The Need For A National Dialogue On Vaccines As New President Of AMA Defends A Dangerous Bill [VIDEO]

By now, you probably know that Dr. David Weil has resigned as president of the American Medical Association (AMA) in protest over recent moves to curtail the use of vaccines by parents who refuse the shots. Over the weekend, Weil will be the keynote speaker at an event organized by one of my own organizations, The National Vaccine Information Center (NVIC).

I am a past president of NVIC. The organization is dedicated to the principle that vaccines are safe and helpful to public health.

We are hopeful that Dr. Weil will speak at the event and make clear his opposition to any limits to the right of parents to decide for themselves whether or not their children should receive vaccines.

We all knew this would happen, because the AMA board of directors, under the direction of Dr. Essa Khan, is blatantly hostile to parents in our community.

As President, Dr. Weil has made it clear that he and the AMA plan to push for legislation in Congress that would, in effect, ban parents from casting a vote on the question of vaccinating their children, sending children to school and taking them home with them.

One suspects that if this legislation, if it were ever passed, would cause Dr. Weil and the AMA to seek another means of pressuring individual physicians not to follow the best medical advice offered to them.

The AMA board of directors is no longer fulfilling its role as an association working for public health and in support of physicians. And this has profound implications for the health of Americans.

Recently, the American Academy of Pediatrics (AAP) raised the possibility of including mandatory vaccinations among its new standards of care in order to avoid conflict with parents who have some concerns about a vaccine.

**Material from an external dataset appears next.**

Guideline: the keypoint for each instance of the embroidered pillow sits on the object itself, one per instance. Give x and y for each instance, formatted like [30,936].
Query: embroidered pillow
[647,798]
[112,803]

Dr. Weil has argued that this will be dangerous. He suggests that if parents are forced to take their children to get vaccinated, it will be difficult to reach parents whose children have special medical reasons for not receiving vaccines, and that the large majority of people will become complacent and take for granted the immunity of vaccines. The number of children not being vaccinated is growing, and this is something to be concerned about.

The reality is that there are legitimate family and health reasons for not being vaccinated, including one in five requests from children whose parents have religious objections. Just because one parent has objection, does not mean that their children must be subjected to crippling diseases or death.

In his article in The New York Times, Weil argued that “any effort to make vaccinating seem cumbersome and expensive would hurt vaccination rates and thus hurt health, quality of life and public health.” This is clearly a confusing argument. Not wanting to have to go to a doctor to get a vaccination may be one thing, but requiring someone to go to a doctor and get an injection and pay up is quite another.

The AMA has a great opportunity to put a stop to this where it matters – at the federal level. Not only should they stand up for all families with concerns about the impact vaccines may have on their children, but they should also stand up for the best interest of all Americans.

Dr. Erin O’Toole, founder and president of the American College of Pediatricians (ACP), is the founder of Team Keep Kids Healthy, a national movement of pediatricians who are advocating for the health of their patients and of our nation.